Friday, January 7, 2011

Extraneous Information

I often hear writers say that there reaches a point when the story writes itself. The idea being that once all of the groundwork has been laid, the events that follow are natural and logical, based on the circumstances.  It may mean smooth sailing for the writer.  It also means a boring journey for the reader.

This is a point I often struggle with because I am a concise writer.  I want to get to the point and move on.  For essays and short stories, it's wonderful. For trying to keep the reader guessing or maintaining suspense, it's lousy. This is where extraneous information comes in.

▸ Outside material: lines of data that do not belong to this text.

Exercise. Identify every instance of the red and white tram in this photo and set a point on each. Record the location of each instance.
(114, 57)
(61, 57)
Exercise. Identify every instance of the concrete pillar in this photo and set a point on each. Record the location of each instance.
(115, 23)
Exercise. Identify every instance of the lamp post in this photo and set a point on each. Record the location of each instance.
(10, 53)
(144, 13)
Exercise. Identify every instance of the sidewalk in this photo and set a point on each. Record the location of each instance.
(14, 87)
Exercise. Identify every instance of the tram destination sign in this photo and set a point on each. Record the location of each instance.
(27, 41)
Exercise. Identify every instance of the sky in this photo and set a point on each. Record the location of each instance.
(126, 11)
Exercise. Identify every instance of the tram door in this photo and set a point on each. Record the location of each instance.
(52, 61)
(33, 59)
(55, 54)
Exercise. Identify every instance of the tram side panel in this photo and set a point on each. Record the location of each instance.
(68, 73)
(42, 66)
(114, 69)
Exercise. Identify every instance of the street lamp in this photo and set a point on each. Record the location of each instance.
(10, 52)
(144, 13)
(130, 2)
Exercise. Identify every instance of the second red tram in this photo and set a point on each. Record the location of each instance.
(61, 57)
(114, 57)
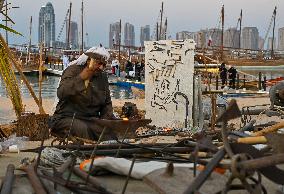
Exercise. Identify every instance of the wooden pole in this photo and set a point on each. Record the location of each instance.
(157, 31)
(241, 19)
(41, 111)
(18, 67)
(213, 111)
(273, 31)
(69, 27)
(82, 35)
(222, 35)
(119, 45)
(6, 21)
(30, 42)
(161, 24)
(259, 80)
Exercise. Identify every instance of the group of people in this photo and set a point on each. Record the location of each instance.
(231, 73)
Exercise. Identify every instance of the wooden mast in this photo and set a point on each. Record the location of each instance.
(157, 31)
(166, 28)
(273, 31)
(240, 35)
(161, 23)
(6, 21)
(69, 27)
(119, 41)
(222, 35)
(30, 41)
(82, 34)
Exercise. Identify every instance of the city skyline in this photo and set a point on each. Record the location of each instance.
(139, 14)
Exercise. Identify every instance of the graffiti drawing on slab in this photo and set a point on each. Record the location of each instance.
(164, 93)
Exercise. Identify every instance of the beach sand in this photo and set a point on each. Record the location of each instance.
(7, 113)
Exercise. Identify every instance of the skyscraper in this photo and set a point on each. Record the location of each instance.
(74, 37)
(46, 28)
(183, 35)
(144, 34)
(215, 35)
(114, 33)
(129, 35)
(281, 39)
(260, 42)
(269, 43)
(250, 38)
(231, 38)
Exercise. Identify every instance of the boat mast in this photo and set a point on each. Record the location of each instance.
(69, 27)
(30, 42)
(222, 35)
(157, 31)
(119, 41)
(166, 28)
(82, 20)
(161, 23)
(6, 20)
(240, 19)
(273, 31)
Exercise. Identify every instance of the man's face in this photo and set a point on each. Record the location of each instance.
(96, 65)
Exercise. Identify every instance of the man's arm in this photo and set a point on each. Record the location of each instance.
(71, 83)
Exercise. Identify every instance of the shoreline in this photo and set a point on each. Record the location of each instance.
(7, 113)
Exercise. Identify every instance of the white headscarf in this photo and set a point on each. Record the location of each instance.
(83, 58)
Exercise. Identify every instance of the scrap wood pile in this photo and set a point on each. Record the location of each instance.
(200, 163)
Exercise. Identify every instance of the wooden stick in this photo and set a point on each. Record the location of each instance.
(270, 129)
(41, 111)
(252, 140)
(18, 67)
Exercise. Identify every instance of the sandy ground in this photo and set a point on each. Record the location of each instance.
(7, 114)
(134, 187)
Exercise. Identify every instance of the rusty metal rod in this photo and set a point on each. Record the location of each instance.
(72, 186)
(202, 177)
(34, 179)
(124, 152)
(48, 185)
(92, 180)
(8, 180)
(94, 153)
(263, 162)
(120, 144)
(99, 147)
(129, 174)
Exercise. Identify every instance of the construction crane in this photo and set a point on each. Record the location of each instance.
(63, 25)
(269, 27)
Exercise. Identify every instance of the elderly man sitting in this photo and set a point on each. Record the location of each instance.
(84, 96)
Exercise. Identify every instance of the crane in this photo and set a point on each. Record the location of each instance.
(63, 25)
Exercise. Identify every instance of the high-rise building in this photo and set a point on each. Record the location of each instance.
(215, 35)
(201, 38)
(183, 35)
(129, 35)
(74, 36)
(232, 38)
(46, 28)
(260, 42)
(250, 38)
(114, 34)
(144, 34)
(269, 44)
(281, 39)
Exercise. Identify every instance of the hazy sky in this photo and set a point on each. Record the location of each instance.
(190, 15)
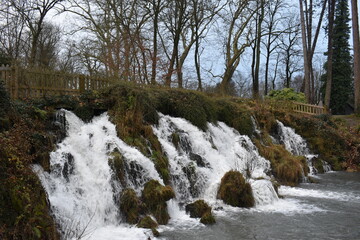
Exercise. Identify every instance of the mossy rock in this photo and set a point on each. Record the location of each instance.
(155, 196)
(207, 218)
(148, 222)
(130, 206)
(235, 191)
(200, 209)
(287, 168)
(116, 162)
(197, 209)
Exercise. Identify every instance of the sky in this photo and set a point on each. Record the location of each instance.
(213, 58)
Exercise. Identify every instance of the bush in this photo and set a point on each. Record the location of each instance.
(155, 196)
(235, 191)
(200, 209)
(287, 94)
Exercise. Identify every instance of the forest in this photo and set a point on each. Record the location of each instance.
(242, 48)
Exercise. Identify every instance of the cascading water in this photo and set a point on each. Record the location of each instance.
(198, 159)
(295, 144)
(81, 185)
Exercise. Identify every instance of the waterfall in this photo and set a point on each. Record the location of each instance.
(81, 185)
(295, 144)
(198, 160)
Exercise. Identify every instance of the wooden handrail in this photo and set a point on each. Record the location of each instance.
(308, 108)
(33, 83)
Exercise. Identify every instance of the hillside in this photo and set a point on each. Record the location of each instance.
(28, 134)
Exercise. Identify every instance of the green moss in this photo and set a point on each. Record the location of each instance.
(155, 196)
(235, 191)
(130, 206)
(148, 222)
(238, 117)
(197, 209)
(200, 209)
(161, 165)
(287, 168)
(85, 112)
(207, 218)
(322, 138)
(116, 162)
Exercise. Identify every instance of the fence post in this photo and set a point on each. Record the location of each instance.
(82, 83)
(15, 79)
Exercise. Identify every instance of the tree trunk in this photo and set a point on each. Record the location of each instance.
(356, 43)
(330, 53)
(305, 52)
(155, 50)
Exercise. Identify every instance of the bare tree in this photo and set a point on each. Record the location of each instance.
(309, 41)
(272, 21)
(356, 43)
(330, 52)
(236, 20)
(289, 49)
(33, 13)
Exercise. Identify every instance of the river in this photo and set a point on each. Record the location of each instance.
(329, 209)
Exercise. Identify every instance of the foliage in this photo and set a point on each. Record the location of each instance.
(287, 168)
(341, 88)
(155, 196)
(24, 212)
(130, 206)
(287, 94)
(4, 100)
(200, 209)
(235, 191)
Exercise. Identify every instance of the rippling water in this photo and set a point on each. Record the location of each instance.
(329, 209)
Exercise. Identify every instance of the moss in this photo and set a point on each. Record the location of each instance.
(116, 162)
(155, 196)
(148, 222)
(235, 191)
(200, 209)
(130, 206)
(207, 219)
(322, 138)
(236, 116)
(197, 209)
(287, 168)
(161, 165)
(85, 112)
(317, 163)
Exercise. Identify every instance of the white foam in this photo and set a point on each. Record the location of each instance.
(300, 192)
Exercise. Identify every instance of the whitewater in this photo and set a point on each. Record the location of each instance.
(83, 190)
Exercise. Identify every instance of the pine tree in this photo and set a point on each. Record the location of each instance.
(342, 62)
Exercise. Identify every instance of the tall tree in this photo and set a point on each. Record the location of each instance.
(309, 41)
(356, 45)
(33, 13)
(272, 20)
(331, 17)
(341, 70)
(237, 20)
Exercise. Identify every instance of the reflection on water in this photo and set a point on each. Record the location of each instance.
(327, 210)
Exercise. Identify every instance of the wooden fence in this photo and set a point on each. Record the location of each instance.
(33, 83)
(308, 109)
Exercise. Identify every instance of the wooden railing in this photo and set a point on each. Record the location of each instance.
(308, 109)
(33, 83)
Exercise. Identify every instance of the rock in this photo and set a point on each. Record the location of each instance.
(207, 218)
(130, 206)
(147, 222)
(200, 209)
(199, 160)
(197, 209)
(235, 191)
(155, 196)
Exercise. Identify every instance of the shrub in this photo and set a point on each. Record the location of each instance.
(235, 191)
(287, 94)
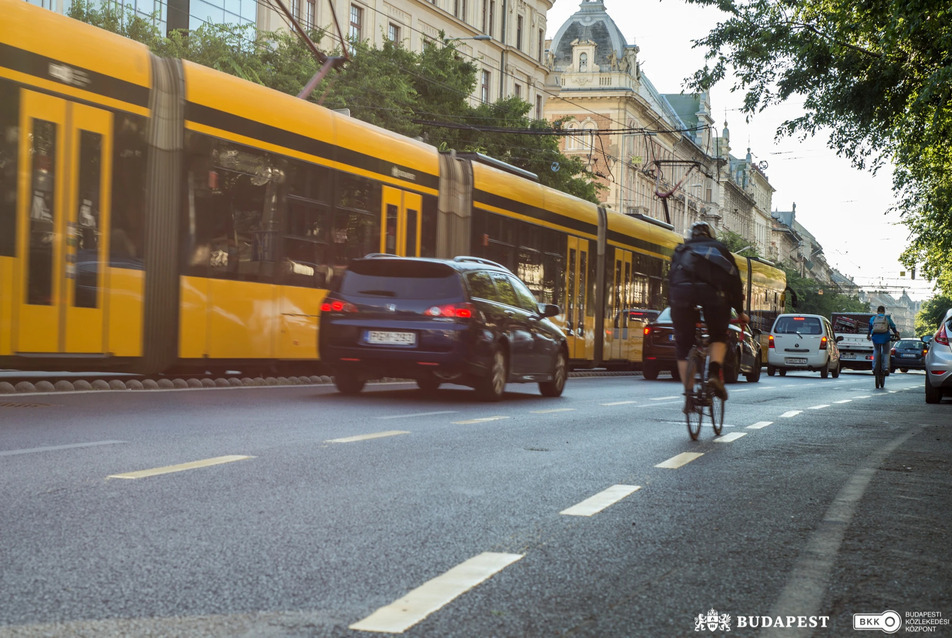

Throw the audience for a loop.  Tell them stuff that isn't actually relevant, but sounds like it might be.  When a murderer is on the loose, have the neighbor show up because she was feeling friendly.  Is she creating an alibi?  Is she looking for her next victim?  Is she simply a lonely woman looking to kill an afternoon?  We won't know until the next thing happens.  But you do know.  You know she has no purpose but to throw us off the trail of the real killer, who we met in the first chapter.

If the only person you mentioned aside from the main characters was the gardener, the gardener would be mighty suspicious.  But by throwing in four ancillary characters, it looks like you are just building mood and ensemble.  It allows you to hide the real points in plain sight.  Then when you reveal it, we all get so surprised to find out, so annoyed that we didn't figure it out, but also satisfied because of that.

When you use extra information to keep the audience interested, you are not using more words than you need.  So you can still be concise and confusing.  Give it a shot.